Applications of the Arithmetic-Geometric and Holder Inequalities for Unitarily Invariant Norms

Let \(A_{i},B_{i},X_{i}\) and \(Y_{i}\) be \(n\times n\) complex matrices such that \(X_{i}\) and \(Y_{i}\) are positive, \(i=1,2,...,n\), \(p,q>1\) where \(\frac{1}{p}+\frac{1}{q}=1\), \(\alpha \in \left[ 0,1\right] \) and \(r\geq 0\).

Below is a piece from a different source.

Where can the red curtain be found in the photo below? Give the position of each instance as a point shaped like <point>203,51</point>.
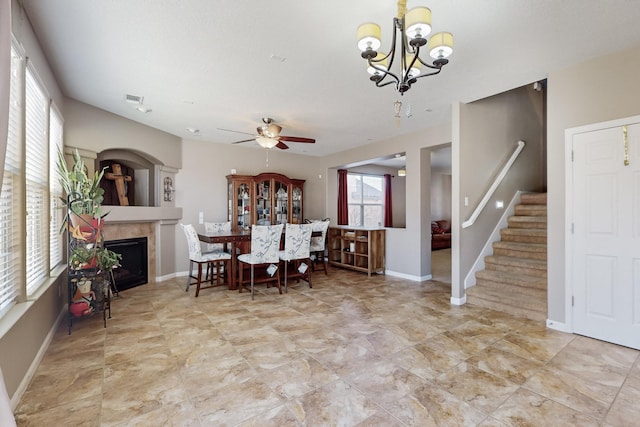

Then \[ \left \vert \left \vert \left \vert \left \vert \sum \limits_{i=1}^{n}A_{i}X_{i}^{1/2}Y_{i}^{1/2}B_{i}^{\ast }\right \vert ^{r}\right \vert \right \vert \right \vert \leq \left \vert \left \vert \left \vert \left( M(\alpha )\right) ^{\frac{rp}{2}}\right \vert \right \vert \right \vert ^{1/p}\left \vert \left \vert \left \vert \left( M(1-\alpha )\right) ^{\frac{rq}{2}}\right \vert \right \vert \right \vert ^{1/q}, \] where \[M(\alpha )=\left \vert \left[ \begin{array}{cccc} \sqrt{\alpha }A_{1}X_{1}^{1/2} & \sqrt{\alpha }A_{2}X_{2}^{1/2} & \cdots & \sqrt{\alpha }A_{n}X_{n}^{1/2} \\ \sqrt{1-\alpha }B_{1}Y_{1}^{1/2} & \sqrt{1-\alpha }B_{2}Y_{2}^{1/2} & \cdots & \sqrt{1-\alpha }B_{n}Y_{n}^{1/2} \end{array} \right] \right \vert ^{2}.\] Several new results follow as special cases of this general inequality.